Delgado and Picone made their way to the surface street where the suspect was, along with other officers, as Yamashita-Magarro continued to ignore commands while walking and “digging in his waistband,” the letter says.

Delgado told DA investigators that Yamashita-Magarro turned toward him in “a quick, furtive, full upper-body movement,” leading the detective to believe that Yamashita-Magarro was going to pull a gun, according to the DA letter.

Delgado fired a single round, he told the DA investigators, and then realized his handgun was empty because the magazine had fallen out in his vehicle.

Another officer fired a Taser from 25 feet away from Yamashita-Magarro but missed.

Picone told investigators that Yamashita-Magarro made a “furtive movement” toward him and pulled his right hand out of his waistband. Picone responded by firing eight rounds at Yamashita-Magarro, who fell to the ground.

“Detectives Delgado and Picone did what they believed necessary to stop a threat to themselves, their fellow officers and the public,” Senior Deputy District Attorney Erin Rowe wrote. “As such, the officers’ conduct was reasonable based on the totality of the circumstances.”

No weapon was located near Yamashita-Magarro. Authorities instead found a credit car and $1,130 hidden in his underwear, according to the DA letter. It wasn’t until after the shooting that detectives learned that Yamashita-Magarro wasn’t the person they had been looking for.

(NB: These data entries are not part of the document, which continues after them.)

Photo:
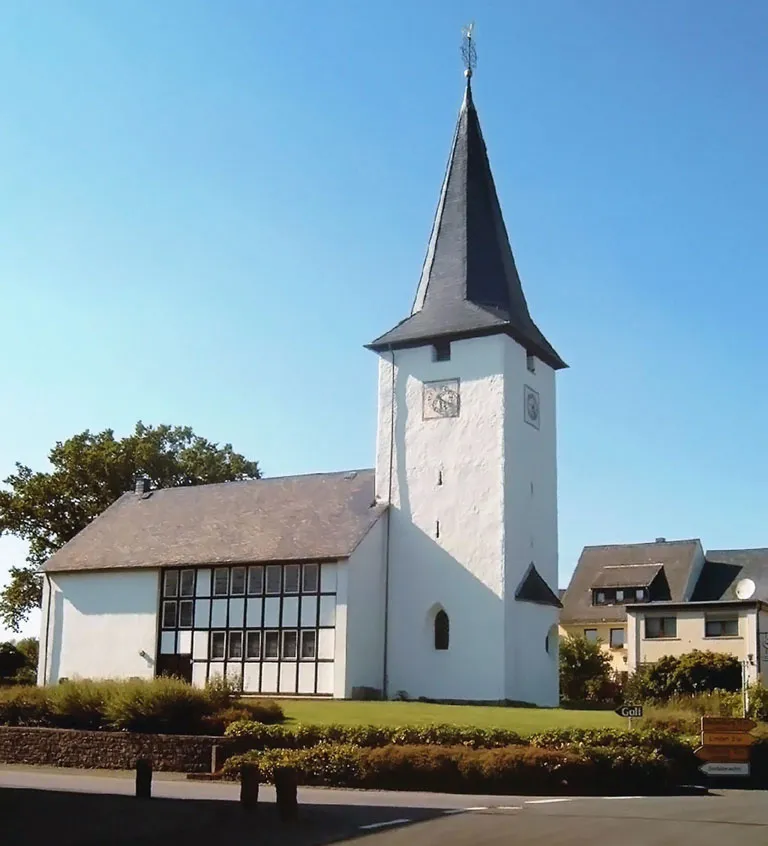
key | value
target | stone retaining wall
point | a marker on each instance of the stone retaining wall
(110, 750)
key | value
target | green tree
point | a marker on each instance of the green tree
(90, 471)
(585, 669)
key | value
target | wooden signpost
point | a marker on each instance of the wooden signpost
(725, 743)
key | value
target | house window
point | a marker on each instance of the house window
(256, 580)
(308, 644)
(220, 581)
(235, 644)
(271, 645)
(291, 576)
(218, 640)
(442, 630)
(660, 627)
(441, 351)
(238, 581)
(274, 574)
(722, 627)
(310, 578)
(171, 585)
(169, 615)
(186, 607)
(253, 645)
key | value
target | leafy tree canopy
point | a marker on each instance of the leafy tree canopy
(90, 471)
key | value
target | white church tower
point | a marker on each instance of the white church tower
(466, 457)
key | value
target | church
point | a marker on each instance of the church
(433, 574)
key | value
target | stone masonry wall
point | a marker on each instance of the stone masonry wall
(109, 750)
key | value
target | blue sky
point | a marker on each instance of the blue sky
(207, 208)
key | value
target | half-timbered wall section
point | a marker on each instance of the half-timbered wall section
(269, 628)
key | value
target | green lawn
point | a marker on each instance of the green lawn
(523, 720)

Yamashita-Magarro, paralyzed from the waist down, declined to talk to DA investigators about the shooting. He pleaded guilty to several charges, including hit-an-run and reckless driving and was sentenced last month to a year in jail and five years of probation.

Earlier this year, an attorney representing Yamashita-Magarro filed a federal civil rights lawsuit against the city of Anaheim and the detectives involved in the shooting, saying Yamashita-Magarro was unarmed and did not resemble the man the officers were searching for.

The pending lawsuit also alleges the force used against Yamashita-Magarro was excessive and unnecessary, and denies that he posed a threat.

After leaving the car crash, the suit says, Yamashita-Magarro stepped in a fountain, causing his clothes to get wet, which is why during the confrontation he reached down, to hold his sweats up.

“We disagree with the report issued by the Orange County District Attorney’s Office, and we look forward to proceeding with the case,” said Joseph McGinley, Yamashita-Magarro’s attorney.